Moroccan furniture dealer extends into Kenya

Published by:Andrew Miznerat 08/03/2022

Kitea Group has plans to expand through Sub-Saharan Africa, following the purchase of a majority stake in...

Kitea Group has plans to expand through Sub-Saharan Africa, following the purchase of a majority stake in Kenya’s Furniture Palace, a deal that involved Tana Africa Capital and an array of professional services firms.

Moroccan furniture company Kitea Group has bought a controlling stake in Kenyan retailer Furniture Palace with assistance from Johannesburg-headquartered private equity firm, Tana Africa Capital.

Through the transaction, Kitea aims to buttress its position in Morocco and develop a broader, Africa-wide business.

Furniture Palace was founded in 2002 and has nine sites across Nairobi, Mombasa, and Eldoret, while Kitea was founded in 1993 and has 30 shops across 17 Moroccan cities, and franchise stores in Central Africa.

Kitea founder and chief executive Amine Benkirane said in a statement: “We hope to continue to leverage on the strong foundation and brand that has been built by the Furniture Palace founding shareholders and management, and to expand our offering and accumulated know-how to all Kenyan and East African consumers over the coming years.”

Moroccan furniture dealer extends into Kenya

Tana is owned by the South African Oppenheimer family, whose fortune originates with the De Beers diamond company, and Singapore state-owned investment company ek Holdings.

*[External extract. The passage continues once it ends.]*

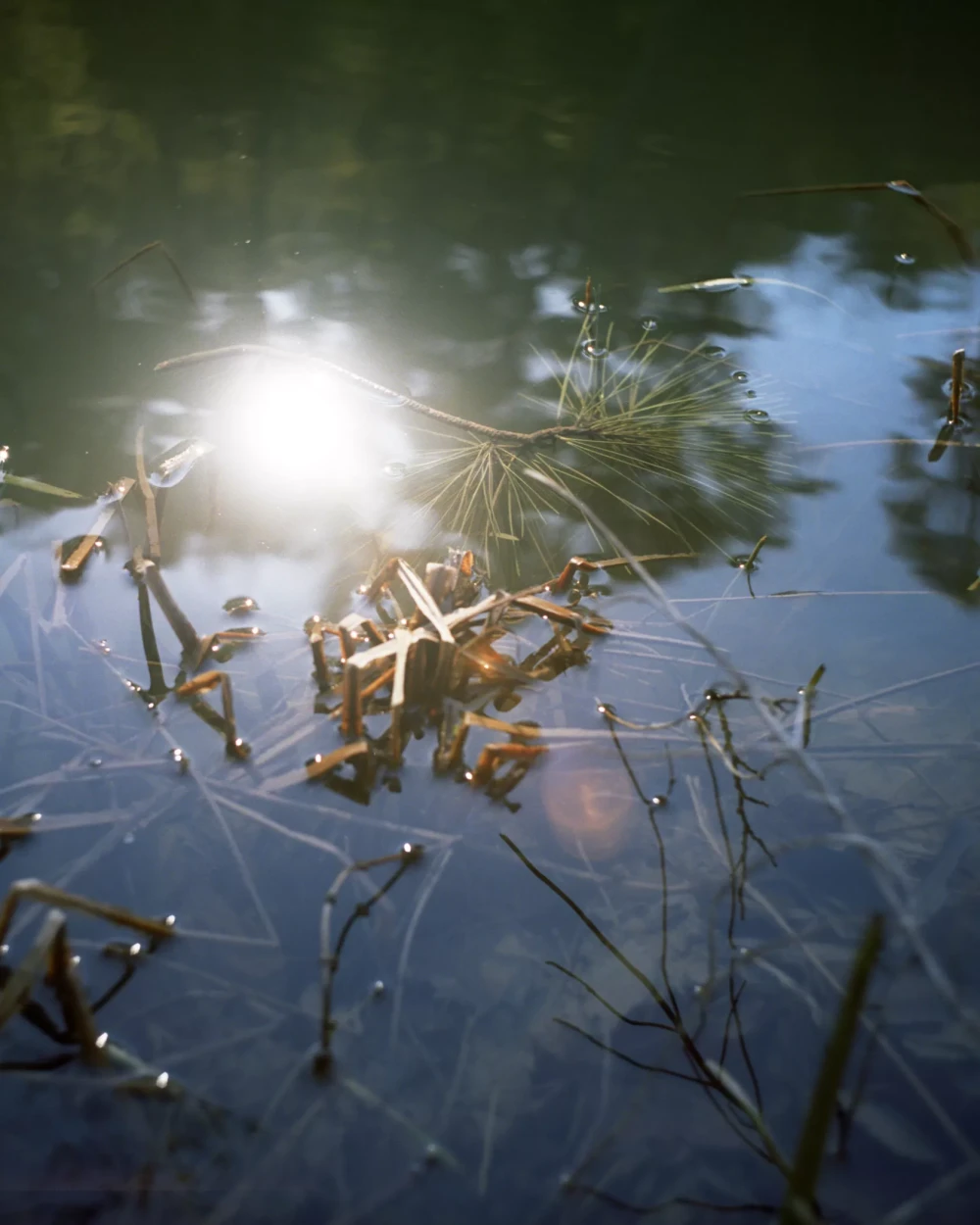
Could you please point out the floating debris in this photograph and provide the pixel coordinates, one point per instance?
(174, 465)
(76, 553)
(240, 604)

The investment company has stakes in the consumer goods, retail, agribusiness, healthcare and education sectors across Africa.

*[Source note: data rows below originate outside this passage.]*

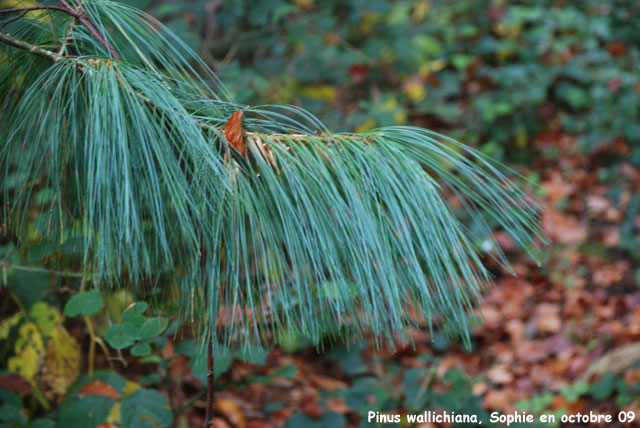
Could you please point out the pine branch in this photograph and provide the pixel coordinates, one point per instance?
(283, 138)
(68, 9)
(21, 44)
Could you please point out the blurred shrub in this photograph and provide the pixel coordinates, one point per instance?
(490, 72)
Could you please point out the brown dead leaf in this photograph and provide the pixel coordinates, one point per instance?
(563, 228)
(337, 405)
(557, 187)
(98, 387)
(547, 317)
(233, 132)
(610, 273)
(499, 399)
(500, 375)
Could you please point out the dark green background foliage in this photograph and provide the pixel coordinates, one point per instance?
(494, 72)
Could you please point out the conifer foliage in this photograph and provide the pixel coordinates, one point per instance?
(257, 221)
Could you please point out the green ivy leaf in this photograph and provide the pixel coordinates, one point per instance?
(136, 309)
(141, 349)
(120, 336)
(85, 303)
(288, 372)
(153, 327)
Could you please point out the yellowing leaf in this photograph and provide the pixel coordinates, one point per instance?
(29, 337)
(45, 316)
(60, 365)
(25, 364)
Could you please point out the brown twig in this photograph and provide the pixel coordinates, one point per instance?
(283, 138)
(85, 20)
(69, 10)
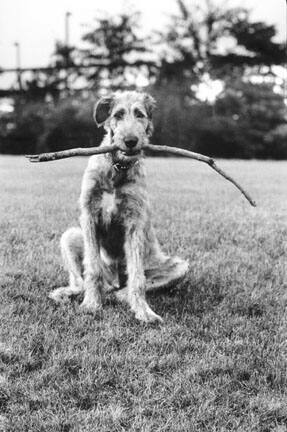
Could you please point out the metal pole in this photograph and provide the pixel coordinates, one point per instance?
(67, 44)
(67, 29)
(18, 64)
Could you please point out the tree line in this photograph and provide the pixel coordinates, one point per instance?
(201, 45)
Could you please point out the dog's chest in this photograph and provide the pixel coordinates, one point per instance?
(109, 207)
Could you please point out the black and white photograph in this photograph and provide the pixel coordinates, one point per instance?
(143, 216)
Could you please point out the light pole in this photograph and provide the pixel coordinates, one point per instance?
(67, 45)
(18, 64)
(67, 28)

Principal of the investment company, Robert Leke said: “Tana is pleased to support KITEA’s investment into Furniture Palace, delivering a world-class furniture retail experience and offering for consumers across Kenya and East Africa.”

Tana and Kitea were advised on the deal by lawyers from the Moroccan, Kenyan and South African offices of Asafo & Co, with advice on finance from Grant Thornton, commercial from Dalberg, real estate from Knight Frank and PR from Africa Matters.

Furniture Palace was advised by law firm ENSafrica.

Casablanca-based partners Patrick Larrivé and Benoit de Monval led Asafo & Co’s team, with associates Martin Van Box Som and Louis Raymond Gomes, Nairobi partner Ricardo Bernard, associates Yvette Akoth and Maxwell Mafubo, and Johannesburg antitrust director Nkonzo Hlatshwayo from Asafo & Lawtons, the South African legal operation formed by Asafo & Co and Lawtons.

Larrivé previously led a team which advised AfricInvest on the purchase of a stake in a Moroccan IT company in December and a West African solar deal in October, while the firm also acted on a January 2022 drilling deal in Senegal.

In a joint statement, Furniture Palace founder Noorali Manji and chief executive Rahul Haria said: “We believe there are many synergies and learnings that can be shared between” their company and Kitea. “Both companies […] have a common vision of building a Pan-African leader in furniture retail across Africa,” they continued.

Asafo & Co entered the United States in May 2021 and hired a securitisation lawyer in Paris last month.